The exhibition gathers together specific Picasso works that were studied by the nine American
artists whose works are featured alongside Picasso’s, illustrating how American artists used
Picasso’s example to push the boundaries of their own work. It is the precise juxtapositions of
these works—often the very first pairing of significantly related objects—that reveal Picasso’s far-
reaching effect on American art.
“The intense involvement of American artists with Picasso’s work was at the center of a
fundamental transformation in American art during the 20th century," said guest curator Michael
FitzGerald. “Picasso, more than any other artist, became the chief figure against whom Americans
measured their achievements."
Picasso and American Art has historical links with the Whitney’s own past, going back to the years
before the museum was established. In 1923, the Whitney Studio Club, a predecessor to the
Whitney Museum and an important venue for the presentation of both European and American art,
held one of the earliest Picasso exhibitions in the United States, Recent Paintings by Pablo Picasso
and Negro Sculpture. Picasso and American Art reassembles many of the Picasso works from the
1923 show. The origins of Picasso and American Art lie in a 1995 Lobby Gallery exhibition at the
Whitney. Entitled Picassoid, this drawing exhibition was co-organized by Michael FitzGerald and
Adam D. Weinberg, then curator of the Whitney’s permanent collection, and now the Museum’s
director.
The majority of the approximately 165 objects in the Whitney presentation of the exhibition will be
paintings and drawings. A small number of sculptures, prints, and photographs will also be
featured. The exhibition includes nearly 40 works by Picasso.
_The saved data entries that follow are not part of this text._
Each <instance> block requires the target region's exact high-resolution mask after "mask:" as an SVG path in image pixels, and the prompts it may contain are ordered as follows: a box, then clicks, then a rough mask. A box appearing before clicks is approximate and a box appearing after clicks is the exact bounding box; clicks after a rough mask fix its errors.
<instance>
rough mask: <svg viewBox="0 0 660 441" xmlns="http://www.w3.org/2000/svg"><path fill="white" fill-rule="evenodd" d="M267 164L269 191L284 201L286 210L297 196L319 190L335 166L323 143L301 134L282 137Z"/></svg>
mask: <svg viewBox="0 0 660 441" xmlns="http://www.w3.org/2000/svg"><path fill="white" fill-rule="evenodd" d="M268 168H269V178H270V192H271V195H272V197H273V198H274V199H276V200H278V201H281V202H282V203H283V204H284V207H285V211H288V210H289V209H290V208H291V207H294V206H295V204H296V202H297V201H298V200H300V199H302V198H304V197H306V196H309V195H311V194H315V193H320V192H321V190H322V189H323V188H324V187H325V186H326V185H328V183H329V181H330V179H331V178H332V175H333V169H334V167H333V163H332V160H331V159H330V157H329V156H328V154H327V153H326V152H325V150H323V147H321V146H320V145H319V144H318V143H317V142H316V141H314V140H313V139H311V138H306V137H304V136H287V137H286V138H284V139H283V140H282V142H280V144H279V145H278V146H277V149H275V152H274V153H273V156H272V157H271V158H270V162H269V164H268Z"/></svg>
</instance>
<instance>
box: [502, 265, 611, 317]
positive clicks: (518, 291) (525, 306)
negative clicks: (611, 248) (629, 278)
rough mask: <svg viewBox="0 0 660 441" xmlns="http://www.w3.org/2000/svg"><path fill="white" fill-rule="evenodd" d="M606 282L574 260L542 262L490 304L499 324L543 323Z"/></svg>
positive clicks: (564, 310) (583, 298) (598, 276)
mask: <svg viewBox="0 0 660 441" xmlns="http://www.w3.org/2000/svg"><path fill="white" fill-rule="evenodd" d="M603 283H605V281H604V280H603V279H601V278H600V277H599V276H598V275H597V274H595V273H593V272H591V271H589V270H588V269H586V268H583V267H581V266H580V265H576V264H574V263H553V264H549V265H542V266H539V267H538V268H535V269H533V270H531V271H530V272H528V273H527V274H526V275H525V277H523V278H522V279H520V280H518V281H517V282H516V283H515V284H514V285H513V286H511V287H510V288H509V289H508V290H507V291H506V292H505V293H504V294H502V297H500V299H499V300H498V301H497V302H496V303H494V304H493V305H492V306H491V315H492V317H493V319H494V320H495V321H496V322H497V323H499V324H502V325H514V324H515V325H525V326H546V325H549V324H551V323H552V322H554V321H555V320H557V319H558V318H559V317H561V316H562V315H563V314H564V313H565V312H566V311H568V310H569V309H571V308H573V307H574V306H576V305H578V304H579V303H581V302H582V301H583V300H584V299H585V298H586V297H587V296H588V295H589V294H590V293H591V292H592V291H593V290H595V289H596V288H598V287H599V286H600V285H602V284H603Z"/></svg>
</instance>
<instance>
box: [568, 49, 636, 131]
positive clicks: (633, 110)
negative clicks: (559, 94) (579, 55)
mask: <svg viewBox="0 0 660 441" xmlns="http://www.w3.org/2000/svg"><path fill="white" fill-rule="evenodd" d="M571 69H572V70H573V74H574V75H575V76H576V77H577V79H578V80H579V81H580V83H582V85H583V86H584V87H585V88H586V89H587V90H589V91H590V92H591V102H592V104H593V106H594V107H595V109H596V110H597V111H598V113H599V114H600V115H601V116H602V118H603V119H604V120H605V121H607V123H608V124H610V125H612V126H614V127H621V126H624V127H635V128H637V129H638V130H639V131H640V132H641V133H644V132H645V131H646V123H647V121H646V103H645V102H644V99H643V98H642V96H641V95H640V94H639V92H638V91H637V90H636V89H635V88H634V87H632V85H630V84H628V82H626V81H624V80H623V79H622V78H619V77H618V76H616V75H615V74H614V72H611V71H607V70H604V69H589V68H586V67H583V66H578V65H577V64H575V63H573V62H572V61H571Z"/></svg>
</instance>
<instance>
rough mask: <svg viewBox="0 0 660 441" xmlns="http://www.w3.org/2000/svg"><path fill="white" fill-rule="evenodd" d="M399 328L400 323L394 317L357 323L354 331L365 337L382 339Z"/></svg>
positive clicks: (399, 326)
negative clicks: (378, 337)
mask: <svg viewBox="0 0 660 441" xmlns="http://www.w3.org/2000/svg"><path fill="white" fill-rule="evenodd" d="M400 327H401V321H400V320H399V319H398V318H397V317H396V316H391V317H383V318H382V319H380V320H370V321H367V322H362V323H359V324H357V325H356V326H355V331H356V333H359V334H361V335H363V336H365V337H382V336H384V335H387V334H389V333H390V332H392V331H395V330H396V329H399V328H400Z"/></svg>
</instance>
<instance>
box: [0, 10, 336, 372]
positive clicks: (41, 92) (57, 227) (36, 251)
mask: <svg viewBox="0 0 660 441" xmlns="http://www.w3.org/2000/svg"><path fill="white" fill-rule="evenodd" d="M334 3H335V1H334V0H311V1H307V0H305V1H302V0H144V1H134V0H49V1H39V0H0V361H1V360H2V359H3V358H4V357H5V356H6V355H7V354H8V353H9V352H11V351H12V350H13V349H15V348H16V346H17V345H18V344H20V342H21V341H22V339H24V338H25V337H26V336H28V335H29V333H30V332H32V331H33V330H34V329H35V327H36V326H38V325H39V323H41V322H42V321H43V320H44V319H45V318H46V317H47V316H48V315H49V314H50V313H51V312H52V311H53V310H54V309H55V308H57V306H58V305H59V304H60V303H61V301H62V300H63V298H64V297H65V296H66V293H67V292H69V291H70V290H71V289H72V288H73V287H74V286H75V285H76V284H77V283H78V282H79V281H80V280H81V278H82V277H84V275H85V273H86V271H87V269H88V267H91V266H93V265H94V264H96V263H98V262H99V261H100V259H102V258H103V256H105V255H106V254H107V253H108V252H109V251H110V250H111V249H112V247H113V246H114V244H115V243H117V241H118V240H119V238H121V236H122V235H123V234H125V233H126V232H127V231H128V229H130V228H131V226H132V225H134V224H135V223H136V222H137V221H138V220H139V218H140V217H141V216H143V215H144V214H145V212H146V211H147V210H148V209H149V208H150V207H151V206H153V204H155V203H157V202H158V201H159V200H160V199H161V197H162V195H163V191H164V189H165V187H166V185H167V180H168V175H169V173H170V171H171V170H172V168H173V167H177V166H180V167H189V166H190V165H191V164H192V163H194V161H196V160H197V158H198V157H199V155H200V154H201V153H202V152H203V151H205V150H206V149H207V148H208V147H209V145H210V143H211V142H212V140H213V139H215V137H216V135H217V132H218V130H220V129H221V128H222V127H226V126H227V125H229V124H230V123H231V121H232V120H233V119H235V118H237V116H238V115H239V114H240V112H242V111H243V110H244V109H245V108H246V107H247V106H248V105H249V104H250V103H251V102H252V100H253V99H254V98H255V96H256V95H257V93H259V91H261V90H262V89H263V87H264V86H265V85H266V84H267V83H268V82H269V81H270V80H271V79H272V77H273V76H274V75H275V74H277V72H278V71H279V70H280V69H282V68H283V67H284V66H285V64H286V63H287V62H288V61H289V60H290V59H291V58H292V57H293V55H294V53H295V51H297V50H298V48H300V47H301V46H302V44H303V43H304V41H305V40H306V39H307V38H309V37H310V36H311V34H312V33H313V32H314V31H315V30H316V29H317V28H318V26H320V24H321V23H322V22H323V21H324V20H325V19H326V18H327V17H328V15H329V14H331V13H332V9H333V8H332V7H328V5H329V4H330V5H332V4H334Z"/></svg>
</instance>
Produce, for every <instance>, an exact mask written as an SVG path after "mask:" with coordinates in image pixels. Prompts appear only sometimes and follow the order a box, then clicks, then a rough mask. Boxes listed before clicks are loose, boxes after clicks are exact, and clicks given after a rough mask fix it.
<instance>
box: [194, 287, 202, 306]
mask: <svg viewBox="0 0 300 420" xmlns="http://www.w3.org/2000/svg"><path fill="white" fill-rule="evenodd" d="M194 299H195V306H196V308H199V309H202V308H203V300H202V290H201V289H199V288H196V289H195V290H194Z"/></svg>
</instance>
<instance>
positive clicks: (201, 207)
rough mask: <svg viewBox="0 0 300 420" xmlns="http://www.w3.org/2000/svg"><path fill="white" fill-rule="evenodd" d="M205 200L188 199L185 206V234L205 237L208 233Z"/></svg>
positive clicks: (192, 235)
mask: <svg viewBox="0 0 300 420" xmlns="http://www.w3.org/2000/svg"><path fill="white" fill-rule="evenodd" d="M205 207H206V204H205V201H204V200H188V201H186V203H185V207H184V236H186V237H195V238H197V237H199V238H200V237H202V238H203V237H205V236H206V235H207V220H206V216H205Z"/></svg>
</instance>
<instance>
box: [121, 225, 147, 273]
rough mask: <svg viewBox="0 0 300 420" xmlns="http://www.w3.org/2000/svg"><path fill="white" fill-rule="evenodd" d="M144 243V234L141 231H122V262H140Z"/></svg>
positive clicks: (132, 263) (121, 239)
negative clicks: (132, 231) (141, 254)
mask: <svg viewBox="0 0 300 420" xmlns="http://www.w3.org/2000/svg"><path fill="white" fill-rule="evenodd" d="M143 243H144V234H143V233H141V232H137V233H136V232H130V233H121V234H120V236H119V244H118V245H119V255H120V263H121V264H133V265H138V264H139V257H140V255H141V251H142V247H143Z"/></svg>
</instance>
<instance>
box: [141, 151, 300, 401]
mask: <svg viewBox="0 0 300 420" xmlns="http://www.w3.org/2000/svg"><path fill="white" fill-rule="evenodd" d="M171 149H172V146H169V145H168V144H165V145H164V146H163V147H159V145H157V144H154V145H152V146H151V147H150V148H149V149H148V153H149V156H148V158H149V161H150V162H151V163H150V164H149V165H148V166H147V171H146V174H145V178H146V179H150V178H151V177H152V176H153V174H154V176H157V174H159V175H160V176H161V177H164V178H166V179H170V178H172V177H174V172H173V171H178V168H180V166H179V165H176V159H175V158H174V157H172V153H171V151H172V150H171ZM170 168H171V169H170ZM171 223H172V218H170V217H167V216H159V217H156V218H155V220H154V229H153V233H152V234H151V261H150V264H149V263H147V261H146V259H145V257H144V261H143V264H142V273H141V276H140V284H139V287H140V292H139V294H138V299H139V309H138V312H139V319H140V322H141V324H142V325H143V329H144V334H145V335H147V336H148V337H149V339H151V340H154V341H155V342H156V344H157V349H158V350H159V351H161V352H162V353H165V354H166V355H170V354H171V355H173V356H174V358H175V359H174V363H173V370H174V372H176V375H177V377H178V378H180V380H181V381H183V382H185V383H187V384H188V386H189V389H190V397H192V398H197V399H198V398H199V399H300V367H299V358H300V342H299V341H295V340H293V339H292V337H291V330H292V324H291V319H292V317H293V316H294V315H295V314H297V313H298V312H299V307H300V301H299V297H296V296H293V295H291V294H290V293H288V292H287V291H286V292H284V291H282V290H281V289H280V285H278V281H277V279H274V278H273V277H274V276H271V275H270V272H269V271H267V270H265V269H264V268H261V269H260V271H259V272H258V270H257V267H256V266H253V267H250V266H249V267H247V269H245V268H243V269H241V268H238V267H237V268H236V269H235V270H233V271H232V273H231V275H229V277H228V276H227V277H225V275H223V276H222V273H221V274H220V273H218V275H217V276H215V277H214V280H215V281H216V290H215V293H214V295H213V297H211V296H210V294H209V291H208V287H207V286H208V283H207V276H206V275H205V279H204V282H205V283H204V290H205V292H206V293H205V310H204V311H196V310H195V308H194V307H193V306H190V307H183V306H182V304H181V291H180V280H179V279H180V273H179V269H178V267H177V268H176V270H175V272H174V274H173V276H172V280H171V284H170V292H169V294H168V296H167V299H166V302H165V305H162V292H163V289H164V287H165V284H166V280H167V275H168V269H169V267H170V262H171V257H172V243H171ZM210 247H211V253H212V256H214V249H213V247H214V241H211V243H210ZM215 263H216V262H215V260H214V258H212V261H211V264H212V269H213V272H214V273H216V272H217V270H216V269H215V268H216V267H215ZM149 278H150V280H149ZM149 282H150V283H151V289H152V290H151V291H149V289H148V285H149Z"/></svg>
The selection of American artists was
determined in part by the decision to focus only on artists who took up Picasso’s art before his
death in 1973.
Rarely Seen Works
Among the works in Picasso and American Art that have never before been exhibited publicly in this
country are Picasso’s Still Life (1908); Louise Bourgeois’s Untitled (1940) and Untitled (1941);
Jasper Johns’s painting After Picasso (1998), Pyre (2003), and Pyre II (2003), as well as several
drawings that Johns is lending.
Many of the essential Picassos are coming from foreign collections and will give US audiences
exposure to significant works that have not been seen in the US for decades. Among these are
Picasso’s Bar-Table with Musical Instruments and Fruit Bowl (c. 1913), Still Life with Bunch of
Grapes (1914), Landscape with Dead and Live Trees (1919), and Minotaur Moving (1936).
Catalogue
Co-published by the Whitney and Yale University Press, the 368-page exhibition catalogue includes
a scholarly monograph by Michael FitzGerald and approximately 300 illustrations, as well as a
thorough chronology that documents the accessibility of Picasso’s work in the United States
through exhibitions, collections, and publications. Based on extensive research, the catalogue
provides valuable new insights into the ways that Picasso’s art affected generations of American
artists and the ways in which America helped shape Picasso’s reputation.
PRESS PREVIEW: Tuesday, September 26th 10 am - 12 pm
The Whitney Museum is located at 945 Madison Avenue, New York City. Museum hours are: Wednesday, Thursday,
Saturday, and Sunday from 11 a.m. to 6 p.m., Friday from 1 p.m. to 9 p.m., closed Monday and Tuesday.